Born 47 years ago, associate professor at the Faculty of Education and Kinesiology Faculty Osijek, University of Osijek. He holds a PhD, a master's degree and a degree in mechanical engineering from the Faculty of Mechanical Engineering in Slavonski Brod. He was employed as a project manager in the company Đuro Đaković Elektromont d.d. Slavonski Brod, led the trade Peritus Nodus, and was employed as a senior assistant at the Faculty of Mechanical Engineering in Slavonski Brod and as a lecturer at the Polytechnic in Slavonski Brod. He currently works as the head of the Department of Interdisciplinary Sciences at the Faculty of Kinesiology Osijek and in various roles at the Faculty of Education. Areas of interest divergent, from intangible cultural heritage through artificial intelligence and software design to process control and human machine interfaces design and implementation.

Emina Berbić Kolar
Faculty of Education Osijek

Born October 24, 1976 in Slavonski Brod, Republic of Croatia. In her hometown, she completed elementary and secondary grammar school with a focus on the natural sciences.
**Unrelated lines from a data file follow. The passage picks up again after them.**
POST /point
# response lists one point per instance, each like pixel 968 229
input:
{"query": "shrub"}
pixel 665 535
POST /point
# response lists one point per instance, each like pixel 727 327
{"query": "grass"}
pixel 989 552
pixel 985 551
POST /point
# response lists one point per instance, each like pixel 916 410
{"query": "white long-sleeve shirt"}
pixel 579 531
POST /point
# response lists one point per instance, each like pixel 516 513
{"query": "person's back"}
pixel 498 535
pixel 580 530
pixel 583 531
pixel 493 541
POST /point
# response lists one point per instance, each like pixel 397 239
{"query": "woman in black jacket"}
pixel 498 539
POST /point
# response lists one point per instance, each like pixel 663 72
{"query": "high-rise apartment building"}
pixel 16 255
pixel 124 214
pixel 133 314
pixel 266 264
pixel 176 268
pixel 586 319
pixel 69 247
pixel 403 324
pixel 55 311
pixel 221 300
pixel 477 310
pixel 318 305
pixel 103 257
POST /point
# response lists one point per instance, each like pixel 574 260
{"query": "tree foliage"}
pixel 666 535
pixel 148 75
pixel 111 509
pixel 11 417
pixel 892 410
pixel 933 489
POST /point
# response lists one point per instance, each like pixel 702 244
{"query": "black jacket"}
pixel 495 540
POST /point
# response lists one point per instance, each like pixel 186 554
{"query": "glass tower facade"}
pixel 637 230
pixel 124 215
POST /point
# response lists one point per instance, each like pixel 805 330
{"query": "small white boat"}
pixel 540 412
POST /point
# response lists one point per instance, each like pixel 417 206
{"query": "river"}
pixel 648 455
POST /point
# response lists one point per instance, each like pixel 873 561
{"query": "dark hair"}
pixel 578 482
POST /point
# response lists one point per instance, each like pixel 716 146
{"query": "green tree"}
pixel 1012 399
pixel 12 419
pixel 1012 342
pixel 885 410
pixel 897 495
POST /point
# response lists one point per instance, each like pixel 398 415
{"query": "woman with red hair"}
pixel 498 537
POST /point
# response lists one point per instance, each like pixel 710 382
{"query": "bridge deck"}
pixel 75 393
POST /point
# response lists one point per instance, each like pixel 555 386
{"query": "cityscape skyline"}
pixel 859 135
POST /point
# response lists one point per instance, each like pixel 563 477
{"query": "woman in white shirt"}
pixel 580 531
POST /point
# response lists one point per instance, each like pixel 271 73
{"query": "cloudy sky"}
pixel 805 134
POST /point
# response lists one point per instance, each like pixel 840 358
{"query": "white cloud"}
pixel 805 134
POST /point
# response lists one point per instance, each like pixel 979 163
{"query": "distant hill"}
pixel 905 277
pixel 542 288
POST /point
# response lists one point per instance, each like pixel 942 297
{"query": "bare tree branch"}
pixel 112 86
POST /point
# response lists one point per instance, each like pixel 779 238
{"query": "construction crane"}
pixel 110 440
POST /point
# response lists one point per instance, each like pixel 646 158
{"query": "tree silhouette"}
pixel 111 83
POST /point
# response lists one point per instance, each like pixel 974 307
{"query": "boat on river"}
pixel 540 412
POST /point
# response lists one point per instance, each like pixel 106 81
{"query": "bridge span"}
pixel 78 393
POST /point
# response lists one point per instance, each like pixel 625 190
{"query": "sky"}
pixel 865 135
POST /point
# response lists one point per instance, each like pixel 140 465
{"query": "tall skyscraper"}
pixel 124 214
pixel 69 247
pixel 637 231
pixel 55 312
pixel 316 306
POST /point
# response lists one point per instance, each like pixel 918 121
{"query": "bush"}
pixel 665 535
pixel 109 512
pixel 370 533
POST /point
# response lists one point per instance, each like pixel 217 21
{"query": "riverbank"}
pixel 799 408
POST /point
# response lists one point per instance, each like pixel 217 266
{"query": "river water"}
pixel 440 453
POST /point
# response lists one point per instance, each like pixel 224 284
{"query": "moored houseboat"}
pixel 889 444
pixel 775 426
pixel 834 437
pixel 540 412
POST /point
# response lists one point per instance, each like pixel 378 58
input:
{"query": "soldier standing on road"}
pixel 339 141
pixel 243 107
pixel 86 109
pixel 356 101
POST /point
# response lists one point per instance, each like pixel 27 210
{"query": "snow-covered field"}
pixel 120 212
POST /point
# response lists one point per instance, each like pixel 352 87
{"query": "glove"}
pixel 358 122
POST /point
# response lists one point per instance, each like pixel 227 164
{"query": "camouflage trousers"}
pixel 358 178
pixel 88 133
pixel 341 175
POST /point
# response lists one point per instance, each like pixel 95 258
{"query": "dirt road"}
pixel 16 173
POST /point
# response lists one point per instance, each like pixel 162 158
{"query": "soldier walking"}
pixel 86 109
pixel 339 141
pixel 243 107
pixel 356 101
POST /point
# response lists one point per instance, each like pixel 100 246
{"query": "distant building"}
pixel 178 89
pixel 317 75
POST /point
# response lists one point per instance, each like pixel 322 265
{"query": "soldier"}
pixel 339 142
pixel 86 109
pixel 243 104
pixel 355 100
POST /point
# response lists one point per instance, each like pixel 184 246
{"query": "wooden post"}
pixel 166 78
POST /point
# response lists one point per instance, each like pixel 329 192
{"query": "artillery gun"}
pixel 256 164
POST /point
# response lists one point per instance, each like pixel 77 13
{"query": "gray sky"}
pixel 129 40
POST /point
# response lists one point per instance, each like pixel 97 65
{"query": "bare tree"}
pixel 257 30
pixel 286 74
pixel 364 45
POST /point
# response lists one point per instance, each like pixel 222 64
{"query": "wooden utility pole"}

Following graduation, she enrolled in the Faculty of Pedagogy's Study Program in Croatian Language and Literature at the Josip Juraj Strossmayer University of Osijek. She graduated from Osijek's Faculty of Pedagogy. She enrolled in the Linguistics postgraduate programme Croatian Language in the Context of Middle European Languages and Literatures at the Faculty of Philosophy in Osijek during the 2000-2001 academic year (former Faculty of Pedagogy). The title of her master's thesis is: Posavski govori u 20. st. Naglasak na govore sela uz grad Slavonski Brod. On November 10, 2006, she earned her Master of Science. She was awarded the PhD on September 8, 2009, after successfully defending her dissertation: Govori slavonskoga dijalekta brodskog kraja. She taught at the Ivan Goran Kovačić Elementary School in Slavonski Brod, the High School for Economics and Administration in Slavonski Brod, and the Matija Mesić Grammar School in Slavonski Brod, in reference to her professional activities. She has been employed as an assistant at the Faculty of Education since 1 December 2008. She is currently a full professor and vice dean for teaching in the Faculty of Education. She has authored and published nearly a hundred scientific and professional articles and five scientific monographs. She has been involved in numerous national and international scientific projects. She is the mother of two daughters and is married.